DataFramesMeta.jl insert @where subset programmatically?

question

#1
using DataFrames, DataFramesMeta
# this works
y = DataFrame(a=[1,2,3],b=rand(3),c=rand(3))
@where(y,:a.>2)

# how to achieve that?
s = :(:a.<2)  # this criterion will change
@where(y,s)

# i tried
julia> macro wwhere(y,s)
       return :( @where(y, ^(s)) )
       end
julia> @wwhere y s
ERROR: MethodError: no method matching ^(::Expr)

# and
julia> macro wwhere(y,s)
       return :( @where(y, ^($s)) )
       end
julia> @wwhere y s
ERROR: MethodError: no method matching ^(::Expr)

I have a function that needs to subset to different things, so this functionality would be very useful for me.


#2

ok i made a little progress but still not there completely. how can I pass into the function the isless operation I want to do?

julia> f = function(y,var)
       @where(y,_I_(var).<2)
       end
(::#45) (generic function with 1 method)

julia> f(y,:a)
1×3 DataFrames.DataFrame
│ Row │ a │ b       │ c        │
├─────┼───┼─────────┼──────────┤
│ 1   │ 1 │ 0.86181 │ 0.295221 │

#3

Maybe this does what you want:

g = t -> t.>2
f = function(y, var, sel_func)
    @where(y, sel_func(_I_(var)))
end

f(y, :a, g)

Though to be entirely honest, it’s actually very easy to implement your own select function in a reasonably efficient way by extracting columns and then broadcasting your intended conditions over them.
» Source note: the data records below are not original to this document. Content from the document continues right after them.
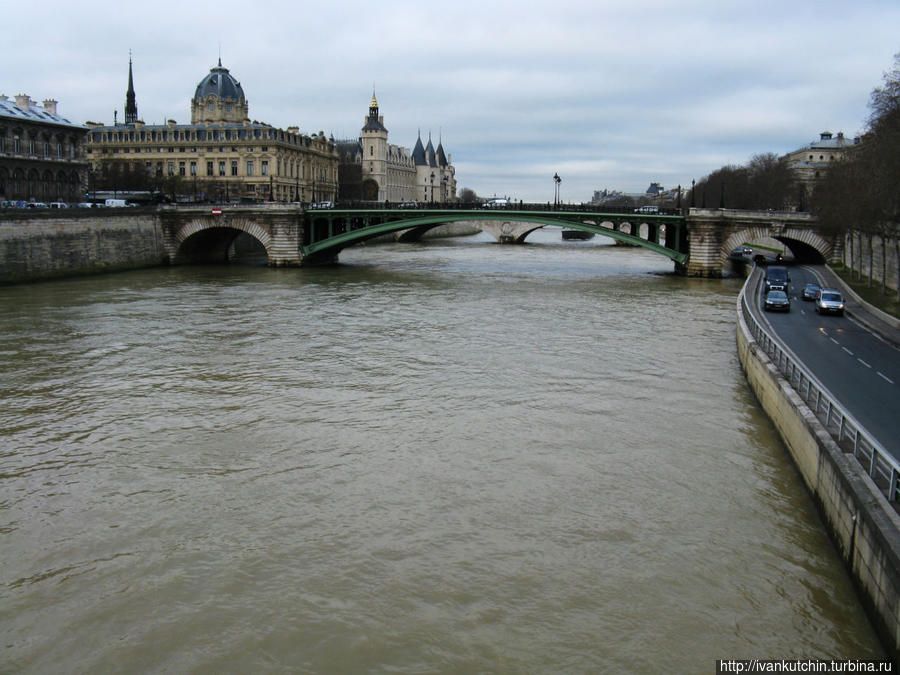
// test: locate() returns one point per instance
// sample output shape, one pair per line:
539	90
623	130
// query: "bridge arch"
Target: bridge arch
806	245
212	239
331	231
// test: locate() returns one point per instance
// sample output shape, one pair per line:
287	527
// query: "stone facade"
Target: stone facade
42	155
391	173
46	244
810	162
221	155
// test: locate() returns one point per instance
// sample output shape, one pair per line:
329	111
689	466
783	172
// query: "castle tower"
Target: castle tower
130	102
373	140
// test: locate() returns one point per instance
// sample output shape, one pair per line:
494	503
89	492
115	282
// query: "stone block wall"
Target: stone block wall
38	246
863	525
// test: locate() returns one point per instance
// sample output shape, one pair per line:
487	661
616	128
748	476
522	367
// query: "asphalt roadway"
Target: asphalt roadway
859	367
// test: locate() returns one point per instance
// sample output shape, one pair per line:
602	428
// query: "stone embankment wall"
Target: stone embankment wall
872	256
35	246
863	526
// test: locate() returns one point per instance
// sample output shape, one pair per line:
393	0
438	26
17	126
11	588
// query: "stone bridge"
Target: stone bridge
713	233
698	243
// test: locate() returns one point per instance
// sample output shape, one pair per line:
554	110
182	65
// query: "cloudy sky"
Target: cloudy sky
608	93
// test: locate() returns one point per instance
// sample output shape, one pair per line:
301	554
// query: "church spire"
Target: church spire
130	103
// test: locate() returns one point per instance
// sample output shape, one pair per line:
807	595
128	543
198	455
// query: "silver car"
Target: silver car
830	302
777	301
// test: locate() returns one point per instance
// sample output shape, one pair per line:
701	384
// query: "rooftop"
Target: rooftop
23	108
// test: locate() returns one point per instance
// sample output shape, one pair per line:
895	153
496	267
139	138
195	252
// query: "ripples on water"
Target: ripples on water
446	457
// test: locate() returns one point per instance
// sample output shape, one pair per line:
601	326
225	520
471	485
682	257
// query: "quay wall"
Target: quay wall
862	524
47	246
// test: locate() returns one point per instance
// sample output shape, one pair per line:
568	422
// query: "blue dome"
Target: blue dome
221	84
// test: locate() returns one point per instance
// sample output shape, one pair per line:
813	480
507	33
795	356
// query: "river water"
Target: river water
448	457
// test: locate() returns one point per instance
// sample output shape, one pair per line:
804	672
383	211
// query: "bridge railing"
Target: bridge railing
850	434
512	206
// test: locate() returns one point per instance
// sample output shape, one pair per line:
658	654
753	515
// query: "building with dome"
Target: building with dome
220	156
377	170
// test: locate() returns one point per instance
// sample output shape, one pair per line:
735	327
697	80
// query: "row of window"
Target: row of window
222	168
154	135
148	150
35	148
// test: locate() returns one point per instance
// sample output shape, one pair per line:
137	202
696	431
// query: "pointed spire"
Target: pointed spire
130	101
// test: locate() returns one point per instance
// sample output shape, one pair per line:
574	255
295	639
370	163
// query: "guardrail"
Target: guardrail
850	435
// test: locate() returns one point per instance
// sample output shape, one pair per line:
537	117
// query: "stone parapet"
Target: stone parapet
863	525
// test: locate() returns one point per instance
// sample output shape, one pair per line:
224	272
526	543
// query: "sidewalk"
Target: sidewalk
873	318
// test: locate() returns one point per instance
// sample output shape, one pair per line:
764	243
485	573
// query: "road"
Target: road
860	369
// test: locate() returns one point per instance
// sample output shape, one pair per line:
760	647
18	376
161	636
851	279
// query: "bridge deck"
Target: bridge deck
329	231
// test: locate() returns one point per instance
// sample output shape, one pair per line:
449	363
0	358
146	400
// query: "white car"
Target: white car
830	302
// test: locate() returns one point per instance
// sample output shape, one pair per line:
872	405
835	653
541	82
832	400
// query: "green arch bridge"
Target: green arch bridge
327	232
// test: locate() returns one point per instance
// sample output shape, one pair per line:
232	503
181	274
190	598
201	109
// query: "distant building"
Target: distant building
220	155
373	169
42	155
810	162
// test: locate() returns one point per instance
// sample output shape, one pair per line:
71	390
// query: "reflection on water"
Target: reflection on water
449	456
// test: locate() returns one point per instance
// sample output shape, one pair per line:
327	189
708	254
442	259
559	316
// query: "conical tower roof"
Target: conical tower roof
419	153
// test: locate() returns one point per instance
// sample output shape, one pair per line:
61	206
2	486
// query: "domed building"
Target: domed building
219	98
220	156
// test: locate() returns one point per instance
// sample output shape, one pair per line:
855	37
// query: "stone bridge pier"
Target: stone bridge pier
713	233
206	233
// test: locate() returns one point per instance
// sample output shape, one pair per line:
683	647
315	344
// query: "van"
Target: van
777	279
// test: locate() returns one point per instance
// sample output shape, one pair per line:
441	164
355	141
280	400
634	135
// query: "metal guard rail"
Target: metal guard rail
850	435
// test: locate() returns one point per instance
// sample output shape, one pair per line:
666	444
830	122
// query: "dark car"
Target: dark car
830	302
811	291
777	301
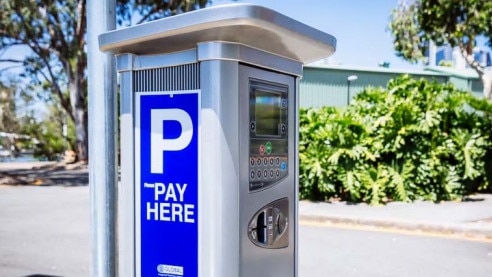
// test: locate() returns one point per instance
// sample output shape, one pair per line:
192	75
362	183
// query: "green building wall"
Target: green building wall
324	85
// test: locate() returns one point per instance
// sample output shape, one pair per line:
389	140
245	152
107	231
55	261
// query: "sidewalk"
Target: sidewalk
471	218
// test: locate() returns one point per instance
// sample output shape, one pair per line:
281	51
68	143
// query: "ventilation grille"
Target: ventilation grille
181	77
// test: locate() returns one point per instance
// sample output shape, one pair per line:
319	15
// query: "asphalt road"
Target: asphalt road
334	251
45	231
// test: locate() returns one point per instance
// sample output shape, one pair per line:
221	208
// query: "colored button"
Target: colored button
284	103
268	147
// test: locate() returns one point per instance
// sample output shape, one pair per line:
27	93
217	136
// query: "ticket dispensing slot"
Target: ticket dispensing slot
268	227
268	156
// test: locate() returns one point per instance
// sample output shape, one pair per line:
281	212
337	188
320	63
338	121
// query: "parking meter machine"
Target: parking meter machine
209	134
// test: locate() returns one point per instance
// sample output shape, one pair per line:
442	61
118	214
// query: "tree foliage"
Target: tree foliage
413	140
53	34
458	23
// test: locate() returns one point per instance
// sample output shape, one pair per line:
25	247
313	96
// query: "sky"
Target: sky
360	27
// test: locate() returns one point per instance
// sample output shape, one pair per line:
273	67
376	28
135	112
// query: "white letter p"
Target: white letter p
157	142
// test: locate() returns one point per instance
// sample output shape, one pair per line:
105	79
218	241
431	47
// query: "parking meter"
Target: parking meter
209	134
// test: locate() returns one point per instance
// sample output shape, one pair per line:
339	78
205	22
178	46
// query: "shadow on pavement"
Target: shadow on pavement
59	174
41	275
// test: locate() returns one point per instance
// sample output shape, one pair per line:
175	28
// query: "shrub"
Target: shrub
415	139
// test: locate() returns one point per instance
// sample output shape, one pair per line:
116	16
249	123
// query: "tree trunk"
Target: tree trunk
77	101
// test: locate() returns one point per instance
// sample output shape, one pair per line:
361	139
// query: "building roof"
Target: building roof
375	69
466	73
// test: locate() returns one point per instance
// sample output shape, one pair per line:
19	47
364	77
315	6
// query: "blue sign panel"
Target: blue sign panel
169	183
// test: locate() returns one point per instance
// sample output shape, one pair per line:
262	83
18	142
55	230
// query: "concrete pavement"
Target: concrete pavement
471	218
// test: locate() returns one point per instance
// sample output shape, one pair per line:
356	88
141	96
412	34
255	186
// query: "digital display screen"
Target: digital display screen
267	113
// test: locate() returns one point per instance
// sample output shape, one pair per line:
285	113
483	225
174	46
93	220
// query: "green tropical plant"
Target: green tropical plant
413	140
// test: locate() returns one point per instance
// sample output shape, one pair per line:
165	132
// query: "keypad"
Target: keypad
265	171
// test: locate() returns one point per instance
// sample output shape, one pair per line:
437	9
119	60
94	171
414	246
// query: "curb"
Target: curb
456	230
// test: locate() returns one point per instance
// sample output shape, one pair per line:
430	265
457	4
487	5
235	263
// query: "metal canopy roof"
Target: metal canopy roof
247	24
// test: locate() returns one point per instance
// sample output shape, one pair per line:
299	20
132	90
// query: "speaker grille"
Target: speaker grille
181	77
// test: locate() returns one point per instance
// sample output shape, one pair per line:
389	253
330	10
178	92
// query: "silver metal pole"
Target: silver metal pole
102	139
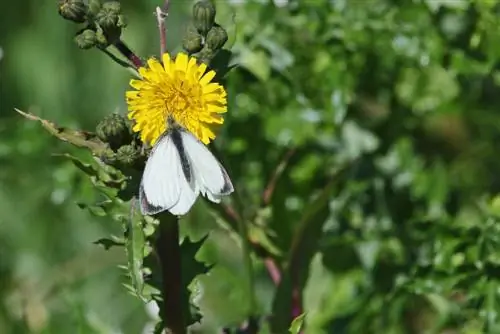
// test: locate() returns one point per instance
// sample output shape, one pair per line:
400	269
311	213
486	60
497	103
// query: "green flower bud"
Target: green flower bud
122	21
206	55
192	41
101	39
86	39
113	6
108	157
115	130
73	10
108	15
94	7
128	155
216	38
204	16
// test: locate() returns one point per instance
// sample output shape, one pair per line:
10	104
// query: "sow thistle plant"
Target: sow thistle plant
180	87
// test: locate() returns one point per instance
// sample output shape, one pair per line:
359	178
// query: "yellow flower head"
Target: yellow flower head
180	89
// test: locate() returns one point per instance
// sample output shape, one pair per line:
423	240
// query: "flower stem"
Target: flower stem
168	252
161	16
129	54
252	304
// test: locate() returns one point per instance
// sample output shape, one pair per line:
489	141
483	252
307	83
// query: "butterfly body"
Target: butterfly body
179	168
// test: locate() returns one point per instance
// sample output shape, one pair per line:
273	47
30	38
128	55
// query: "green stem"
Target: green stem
252	305
169	255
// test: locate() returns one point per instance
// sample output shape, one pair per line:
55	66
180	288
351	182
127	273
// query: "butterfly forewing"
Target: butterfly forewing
210	176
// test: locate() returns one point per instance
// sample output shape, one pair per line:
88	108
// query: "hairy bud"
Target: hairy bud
206	55
216	38
192	41
128	155
73	10
204	16
86	39
115	130
108	15
94	7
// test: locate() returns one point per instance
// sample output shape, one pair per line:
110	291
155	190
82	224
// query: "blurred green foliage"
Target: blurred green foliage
384	216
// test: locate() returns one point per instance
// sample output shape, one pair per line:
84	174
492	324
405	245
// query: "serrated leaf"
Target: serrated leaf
191	268
77	138
134	245
107	243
See for example this code. Line 13 to 23 is already enough for what you need, you get a function choose_data that takes as input the DataFrame and a Dict, where at symbol s you associate the predicate (a function returning a boolean) to be applied to the column df[s]


#4

great! exactly what I wanted. i like your second idea as well, but it doesn’t work so well for me as this is embedded in a @linq pipeline of operations. great package by the way!


#5

Glad you like PlugAndPlot!

Personally, I prefer the simple pipeline syntax with @> as it’s less “magic” (it’s also mentioned on the DataFramesMeta README as an alternative to @linq). If you use the @> syntax you can actually add normal functions in between, as long as they take the DataFrame as first argument and output a DataFrame (unless they are at the end of the pipeline and then they can output whatever, e.g. a plot or a different way of summarizing your data).


#6

ok I see! that sounds pretty cool actually. I should look into that. it’s so easy to get stuck with what “works” at some point. thanks again!